The complex interconnection of diverse ecosystems that blend together to comprise the Everglades makes it unique in the world. There are more than 65 endangered and threatened species that live in the Everglades: numerous plants and insects, including butterflies; giant wading and fishing birds, like the Great Blue Heron, Roseate Spoonbill and Wood Stork, and birds of prey, such as eagles, hawks, and falcons; amphibians and reptiles, such as alligators and crocodiles; and mammals like the Florida Panther, the Florida Manatee, river otters, and Black Bear.

A DAY AT THE PARK
Many of Florida’s endangered species are dependent on the Everglades for their survival. Everglades National Park protects 20% of the remaining Everglades area and is bordered on the northwest by Big Cypress National Preserve.

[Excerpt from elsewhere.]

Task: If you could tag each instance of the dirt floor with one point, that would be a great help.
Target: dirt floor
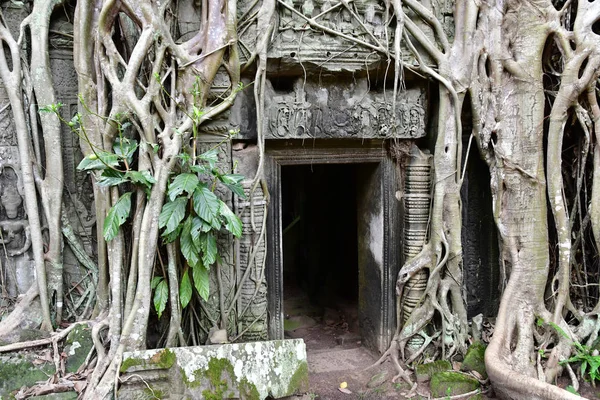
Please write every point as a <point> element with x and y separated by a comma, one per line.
<point>336,353</point>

If you decide to take a day or so to explore Everglades National Park, depending on which of the diverse areas you choose (sawgrass marsh, mangrove swamp, pine woods, hardwood hammock, or beach) you will see unique species of wildlife. More than 350 species of birds have been documented in the park making it a birder’s paradise.

Everglades National Park has access points from either coast. From Naples, heading south will land you at Ten Thousand Islands or continue south into the park.

Park rangers are well prepared to receive interested visitors and the park itself offers activities for the day or longer, depending on what you are most interested in seeing on this trip. There are walking tours with boardwalks and paths through a variety of ecosystems for bird and butterfly watching and plant identifying; boating, canoeing, kayaking, snorkeling; and you can guide yourself from information provided at one of the visitor’s centers or join in for an organized educational tour.

There are numerous camping areas and for those who prefer motel comfort there is the Flamingo Inn. All visitor centers, camping areas and boardwalks, except the most remote, have handicapped access.

Do not feed or harass wildlife. Do not remove plants; some orchids and bromeliads are endangered. Extinguish fires and ignite them only in approved areas. Properly deposit garbage in receptacles. Be a good steward of our natural environment so that others can enjoy its beauty into the future.

You’ll find many activities outside of Everglades National Park that offer a similar experience. Big Cypress National Preserve and Corkscrew Swamp Sanctuary are also protected parks that are part of the Everglades system.  You can visit local Seminole and Miccosukee shops and take an airboat ride into the watery grass to look for gators and white tailed deer. And there are tours to take you to see Manatees.

No matter what facet of the Everglades you choose to explore, it will be an adventure like no other.